Supported callData fields: relay_state (optional), binding (HTTP-Redirect or HTTP-POST, optional).

const baseUrl = "https://api.example.com/api/v1";
const tenantId = "<TENANT_ID>";
const apiKey = "<API_KEY>";

async function initiateSso(integrationId: string) {
  const response = await fetch(`${baseUrl}/integrations/${encodeURIComponent(integrationId)}/execute`, {
    method: "POST",
    headers: {
      "X-API-Key": apiKey,
      "X-Tenant-ID": tenantId,
      "Content-Type": "application/json",
    },
    body: JSON.stringify({
      operation: "sso",
      relay_state: "https://app.example.com/auth/complete",
      binding: "HTTP-Redirect"
    }),
  });
  if (!response.ok) throw new Error(`Request failed: ${response.status}`);
  return response.json();
}
curl -X POST "https://api.example.com/api/v1/integrations/<ENTITY_ID>/execute" \
  -H "X-API-Key: <API_KEY>" \
  -H "X-Tenant-ID: <TENANT_ID>" \
  -H "Content-Type: application/json" \
  -d '{
    "operation": "sso",
    "relay_state": "https://app.example.com/auth/complete",
    "binding": "HTTP-Redirect"
  }'
{
  "success": true,
  "data": {
    "message": "SAML SSO redirect URL generated",
    "binding": "HTTP-Redirect",
    "redirect_url": "https://idp.example.com/sso?SAMLRequest=...&RelayState=...",
    "relay_state": "https://app.example.com/auth/complete"
  }
}

Single logout with slo

Use slo to generate a LogoutRequest redirect URL. Requires idp_slo_url in connector configuration.
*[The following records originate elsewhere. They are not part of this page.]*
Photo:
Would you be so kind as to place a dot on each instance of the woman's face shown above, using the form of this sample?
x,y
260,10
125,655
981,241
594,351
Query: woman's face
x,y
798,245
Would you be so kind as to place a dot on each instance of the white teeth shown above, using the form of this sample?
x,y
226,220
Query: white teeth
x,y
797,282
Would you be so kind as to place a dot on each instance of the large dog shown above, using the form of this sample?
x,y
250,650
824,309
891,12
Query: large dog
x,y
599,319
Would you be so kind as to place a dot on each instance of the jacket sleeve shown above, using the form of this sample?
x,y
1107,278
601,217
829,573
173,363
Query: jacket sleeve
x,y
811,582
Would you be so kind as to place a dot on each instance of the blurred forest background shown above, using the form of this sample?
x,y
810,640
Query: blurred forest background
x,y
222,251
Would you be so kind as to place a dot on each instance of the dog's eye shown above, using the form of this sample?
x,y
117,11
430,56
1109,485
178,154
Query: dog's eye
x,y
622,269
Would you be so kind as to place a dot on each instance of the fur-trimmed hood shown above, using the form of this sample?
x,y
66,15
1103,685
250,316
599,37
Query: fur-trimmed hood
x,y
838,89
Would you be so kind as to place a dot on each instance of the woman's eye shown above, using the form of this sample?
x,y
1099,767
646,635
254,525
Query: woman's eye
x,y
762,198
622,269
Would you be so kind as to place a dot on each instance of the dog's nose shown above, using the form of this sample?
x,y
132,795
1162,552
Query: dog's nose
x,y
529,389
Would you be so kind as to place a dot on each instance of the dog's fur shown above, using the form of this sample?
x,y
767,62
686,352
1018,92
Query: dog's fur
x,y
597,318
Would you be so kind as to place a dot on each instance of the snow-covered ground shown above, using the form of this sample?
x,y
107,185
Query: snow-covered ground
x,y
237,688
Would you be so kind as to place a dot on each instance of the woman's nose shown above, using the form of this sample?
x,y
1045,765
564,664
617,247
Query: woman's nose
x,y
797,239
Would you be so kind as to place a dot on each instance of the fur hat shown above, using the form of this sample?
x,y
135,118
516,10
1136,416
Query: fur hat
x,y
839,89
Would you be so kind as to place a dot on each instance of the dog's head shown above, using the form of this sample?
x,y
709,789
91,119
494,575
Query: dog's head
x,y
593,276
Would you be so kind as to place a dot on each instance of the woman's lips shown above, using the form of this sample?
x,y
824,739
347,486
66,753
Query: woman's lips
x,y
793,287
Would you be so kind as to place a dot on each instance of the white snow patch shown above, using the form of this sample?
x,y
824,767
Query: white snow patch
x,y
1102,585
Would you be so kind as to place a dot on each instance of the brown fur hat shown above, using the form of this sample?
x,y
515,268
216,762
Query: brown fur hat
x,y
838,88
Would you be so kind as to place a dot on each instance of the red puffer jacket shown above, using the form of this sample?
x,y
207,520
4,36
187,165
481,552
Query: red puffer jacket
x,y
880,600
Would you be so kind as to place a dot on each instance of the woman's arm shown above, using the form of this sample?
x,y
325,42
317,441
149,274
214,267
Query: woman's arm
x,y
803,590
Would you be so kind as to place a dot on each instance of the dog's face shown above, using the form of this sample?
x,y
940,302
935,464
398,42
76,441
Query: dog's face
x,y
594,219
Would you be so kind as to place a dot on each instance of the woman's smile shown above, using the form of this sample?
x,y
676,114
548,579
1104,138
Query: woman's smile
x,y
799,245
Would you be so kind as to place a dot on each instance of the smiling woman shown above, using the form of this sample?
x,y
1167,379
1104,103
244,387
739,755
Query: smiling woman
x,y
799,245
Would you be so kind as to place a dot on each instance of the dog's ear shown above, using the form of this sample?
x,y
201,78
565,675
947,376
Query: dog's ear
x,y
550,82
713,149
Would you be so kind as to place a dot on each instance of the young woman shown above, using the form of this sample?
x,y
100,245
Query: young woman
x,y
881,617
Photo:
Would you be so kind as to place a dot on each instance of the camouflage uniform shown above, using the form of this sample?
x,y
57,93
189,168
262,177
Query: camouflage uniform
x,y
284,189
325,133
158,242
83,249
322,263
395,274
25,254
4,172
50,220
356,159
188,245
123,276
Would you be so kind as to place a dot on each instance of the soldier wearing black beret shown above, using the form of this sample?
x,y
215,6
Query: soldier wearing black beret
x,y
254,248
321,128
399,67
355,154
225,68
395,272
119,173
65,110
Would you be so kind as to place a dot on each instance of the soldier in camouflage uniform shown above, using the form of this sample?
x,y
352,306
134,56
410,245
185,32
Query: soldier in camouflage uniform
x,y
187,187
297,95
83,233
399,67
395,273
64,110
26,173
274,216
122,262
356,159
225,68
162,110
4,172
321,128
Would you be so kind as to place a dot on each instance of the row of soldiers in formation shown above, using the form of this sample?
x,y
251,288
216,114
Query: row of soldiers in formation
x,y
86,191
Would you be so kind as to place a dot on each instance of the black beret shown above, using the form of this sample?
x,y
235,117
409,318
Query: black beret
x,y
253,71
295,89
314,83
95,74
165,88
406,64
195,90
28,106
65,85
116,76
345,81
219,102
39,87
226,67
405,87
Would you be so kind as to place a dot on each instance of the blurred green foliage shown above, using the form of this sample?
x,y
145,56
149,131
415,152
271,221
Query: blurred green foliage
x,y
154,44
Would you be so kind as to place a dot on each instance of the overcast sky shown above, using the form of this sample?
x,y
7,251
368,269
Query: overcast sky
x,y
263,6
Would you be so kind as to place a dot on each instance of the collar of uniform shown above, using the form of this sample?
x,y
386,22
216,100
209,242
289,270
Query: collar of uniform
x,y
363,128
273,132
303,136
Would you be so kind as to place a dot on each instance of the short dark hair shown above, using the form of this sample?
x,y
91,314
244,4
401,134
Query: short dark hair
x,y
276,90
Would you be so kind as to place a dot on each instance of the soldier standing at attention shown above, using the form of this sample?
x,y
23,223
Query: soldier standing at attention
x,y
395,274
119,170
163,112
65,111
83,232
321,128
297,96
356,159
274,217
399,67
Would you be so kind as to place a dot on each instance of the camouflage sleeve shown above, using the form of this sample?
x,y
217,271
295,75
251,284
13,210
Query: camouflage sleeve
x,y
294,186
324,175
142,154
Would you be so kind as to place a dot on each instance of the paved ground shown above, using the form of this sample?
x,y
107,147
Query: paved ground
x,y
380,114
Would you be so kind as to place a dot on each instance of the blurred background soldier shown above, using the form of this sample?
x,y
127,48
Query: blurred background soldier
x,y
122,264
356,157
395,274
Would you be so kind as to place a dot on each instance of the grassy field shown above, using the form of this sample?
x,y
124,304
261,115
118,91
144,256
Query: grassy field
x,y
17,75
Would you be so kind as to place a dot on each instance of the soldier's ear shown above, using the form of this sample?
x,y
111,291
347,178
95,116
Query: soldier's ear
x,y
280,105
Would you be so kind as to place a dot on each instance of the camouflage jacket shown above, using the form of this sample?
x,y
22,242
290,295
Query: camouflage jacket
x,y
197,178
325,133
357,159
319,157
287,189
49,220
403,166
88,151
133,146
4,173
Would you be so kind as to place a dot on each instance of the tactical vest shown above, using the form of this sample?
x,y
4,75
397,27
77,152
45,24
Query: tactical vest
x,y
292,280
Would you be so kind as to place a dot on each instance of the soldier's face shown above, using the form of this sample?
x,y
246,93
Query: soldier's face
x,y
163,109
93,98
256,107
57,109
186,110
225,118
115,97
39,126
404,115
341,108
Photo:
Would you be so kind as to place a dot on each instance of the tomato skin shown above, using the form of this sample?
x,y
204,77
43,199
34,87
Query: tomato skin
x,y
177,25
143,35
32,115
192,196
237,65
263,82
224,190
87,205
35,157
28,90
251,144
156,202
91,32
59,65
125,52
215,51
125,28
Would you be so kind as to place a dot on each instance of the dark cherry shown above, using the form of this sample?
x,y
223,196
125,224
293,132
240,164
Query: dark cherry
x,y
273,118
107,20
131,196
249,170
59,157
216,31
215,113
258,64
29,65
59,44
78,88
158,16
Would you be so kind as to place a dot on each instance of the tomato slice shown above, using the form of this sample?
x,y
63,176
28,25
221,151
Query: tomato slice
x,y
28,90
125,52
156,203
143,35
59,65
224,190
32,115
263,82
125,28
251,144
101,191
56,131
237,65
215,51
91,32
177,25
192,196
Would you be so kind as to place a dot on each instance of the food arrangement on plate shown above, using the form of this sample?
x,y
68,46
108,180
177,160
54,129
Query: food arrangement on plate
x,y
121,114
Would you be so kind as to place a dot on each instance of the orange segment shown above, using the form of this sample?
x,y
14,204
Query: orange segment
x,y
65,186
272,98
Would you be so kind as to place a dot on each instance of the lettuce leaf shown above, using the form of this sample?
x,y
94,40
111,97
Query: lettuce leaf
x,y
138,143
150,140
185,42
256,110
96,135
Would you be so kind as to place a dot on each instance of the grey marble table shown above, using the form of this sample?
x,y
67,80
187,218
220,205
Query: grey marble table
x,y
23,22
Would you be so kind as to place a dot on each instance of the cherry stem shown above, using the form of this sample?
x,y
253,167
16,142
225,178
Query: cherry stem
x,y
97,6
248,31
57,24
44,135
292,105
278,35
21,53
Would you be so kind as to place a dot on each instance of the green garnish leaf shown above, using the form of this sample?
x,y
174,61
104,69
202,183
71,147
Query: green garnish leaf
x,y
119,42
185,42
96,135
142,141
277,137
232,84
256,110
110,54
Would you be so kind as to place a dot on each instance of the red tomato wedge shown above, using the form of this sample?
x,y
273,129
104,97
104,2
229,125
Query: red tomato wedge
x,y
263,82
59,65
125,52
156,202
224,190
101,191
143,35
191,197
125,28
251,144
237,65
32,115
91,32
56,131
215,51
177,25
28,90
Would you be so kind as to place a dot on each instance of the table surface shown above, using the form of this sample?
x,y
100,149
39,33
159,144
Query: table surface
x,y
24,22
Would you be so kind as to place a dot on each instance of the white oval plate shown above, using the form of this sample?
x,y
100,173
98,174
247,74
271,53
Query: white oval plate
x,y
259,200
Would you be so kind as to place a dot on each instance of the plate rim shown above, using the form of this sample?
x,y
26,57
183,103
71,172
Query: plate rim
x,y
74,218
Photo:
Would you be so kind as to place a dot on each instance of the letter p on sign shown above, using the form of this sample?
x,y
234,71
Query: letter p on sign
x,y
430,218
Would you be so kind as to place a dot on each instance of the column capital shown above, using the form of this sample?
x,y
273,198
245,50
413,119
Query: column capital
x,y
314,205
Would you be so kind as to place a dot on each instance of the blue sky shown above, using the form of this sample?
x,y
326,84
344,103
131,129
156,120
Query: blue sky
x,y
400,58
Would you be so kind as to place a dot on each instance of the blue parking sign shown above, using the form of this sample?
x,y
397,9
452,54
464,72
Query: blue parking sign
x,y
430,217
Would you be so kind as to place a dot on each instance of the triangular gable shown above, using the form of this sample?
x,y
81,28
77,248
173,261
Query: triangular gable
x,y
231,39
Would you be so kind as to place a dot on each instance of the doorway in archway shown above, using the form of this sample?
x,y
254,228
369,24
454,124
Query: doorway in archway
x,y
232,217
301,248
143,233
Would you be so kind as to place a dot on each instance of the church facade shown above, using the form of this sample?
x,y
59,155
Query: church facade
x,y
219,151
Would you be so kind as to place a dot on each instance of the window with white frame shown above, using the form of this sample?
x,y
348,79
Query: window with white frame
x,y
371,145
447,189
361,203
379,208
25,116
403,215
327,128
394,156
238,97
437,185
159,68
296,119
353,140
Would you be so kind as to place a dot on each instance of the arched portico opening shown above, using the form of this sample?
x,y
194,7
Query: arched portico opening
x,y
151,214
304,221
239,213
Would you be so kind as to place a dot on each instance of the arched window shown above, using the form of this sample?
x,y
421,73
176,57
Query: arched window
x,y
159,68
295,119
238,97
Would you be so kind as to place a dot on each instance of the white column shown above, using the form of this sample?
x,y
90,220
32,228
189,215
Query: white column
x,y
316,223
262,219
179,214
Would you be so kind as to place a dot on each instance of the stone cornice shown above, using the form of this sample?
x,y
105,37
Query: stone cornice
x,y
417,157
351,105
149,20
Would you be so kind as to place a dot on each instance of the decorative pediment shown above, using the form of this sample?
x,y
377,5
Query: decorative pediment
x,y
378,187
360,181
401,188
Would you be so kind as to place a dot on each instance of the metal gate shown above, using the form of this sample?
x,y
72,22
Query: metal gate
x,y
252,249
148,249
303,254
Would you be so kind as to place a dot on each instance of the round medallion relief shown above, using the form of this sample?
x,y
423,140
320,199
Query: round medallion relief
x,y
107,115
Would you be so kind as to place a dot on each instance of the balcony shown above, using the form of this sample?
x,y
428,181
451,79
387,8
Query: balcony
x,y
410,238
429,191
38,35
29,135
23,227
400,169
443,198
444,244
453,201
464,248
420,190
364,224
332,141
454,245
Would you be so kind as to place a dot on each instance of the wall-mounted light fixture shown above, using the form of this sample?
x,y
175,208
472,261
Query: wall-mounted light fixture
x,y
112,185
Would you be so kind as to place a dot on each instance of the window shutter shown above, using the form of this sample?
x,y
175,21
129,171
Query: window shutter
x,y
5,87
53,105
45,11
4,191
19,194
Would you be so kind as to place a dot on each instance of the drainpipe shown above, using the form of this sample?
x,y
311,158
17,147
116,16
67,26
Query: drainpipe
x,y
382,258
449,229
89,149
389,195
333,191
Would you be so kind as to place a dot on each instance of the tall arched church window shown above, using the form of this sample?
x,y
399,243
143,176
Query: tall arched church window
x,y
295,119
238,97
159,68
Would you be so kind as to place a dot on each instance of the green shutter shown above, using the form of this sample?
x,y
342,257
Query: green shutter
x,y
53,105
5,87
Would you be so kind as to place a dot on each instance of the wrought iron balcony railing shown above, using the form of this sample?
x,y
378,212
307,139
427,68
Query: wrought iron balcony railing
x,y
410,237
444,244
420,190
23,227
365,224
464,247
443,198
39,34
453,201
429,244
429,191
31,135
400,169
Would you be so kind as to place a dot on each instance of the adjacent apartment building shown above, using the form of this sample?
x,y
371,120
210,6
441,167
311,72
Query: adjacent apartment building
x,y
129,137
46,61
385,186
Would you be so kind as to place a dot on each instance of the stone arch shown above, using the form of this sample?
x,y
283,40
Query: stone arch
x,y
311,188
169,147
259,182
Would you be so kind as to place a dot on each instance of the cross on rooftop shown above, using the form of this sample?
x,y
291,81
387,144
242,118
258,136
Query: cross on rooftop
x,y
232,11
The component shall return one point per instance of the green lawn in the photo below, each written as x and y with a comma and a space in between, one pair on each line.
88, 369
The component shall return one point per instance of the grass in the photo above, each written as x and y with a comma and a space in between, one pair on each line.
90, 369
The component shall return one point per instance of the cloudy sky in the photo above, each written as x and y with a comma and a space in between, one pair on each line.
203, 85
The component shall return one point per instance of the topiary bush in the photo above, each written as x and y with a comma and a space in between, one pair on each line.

Optional callData: name_id, session_index, relay_state.

{
  "success": true,
  "data": {
    "message": "SAML Single Logout URL generated",
    "redirect_url": "https://idp.example.com/slo?SAMLRequest=...",
    "relay_state": ""
  }
}

Validate assertions with validate

Use validate to decode (when the payload is strict base64) and verify that the SAML response XML contains at least one Assertion element in the SAML 2.0 assertion namespace. This matches legacy structural validation; it does not verify XML signatures, conditions, audience, or issuer.

{
  "success": true,
  "data": {
    "message": "SAML assertion validated successfully",
    "assertion_count": 1
  }
}

Connection test with test

test validates required configuration and parses the configured X.509 certificate PEM.

{
  "success": true,
  "data": {
    "message": "SAML 2.0 Provider connection test successful",
    "details": {
      "idp_entity_id": "https://idp.example.com/metadata",
      "sp_entity_id": "https://sp.example.com/saml2",
      "idp_sso_url": "https://idp.example.com/sso"
    }
  }
}

Reliability guidance

Most production issues come from certificate mismatches, expired assertions, or incorrect SP/IdP entity identifiers. Validate certificates proactively, keep time synchronization accurate, and enforce strict audience and issuer checks in your application layer when cryptographic assertion verification is required.

For safe SSO operation, use HTTPS-only endpoints, validate relay state values in your callback handler, and monitor certificate expiration with planned rotation windows.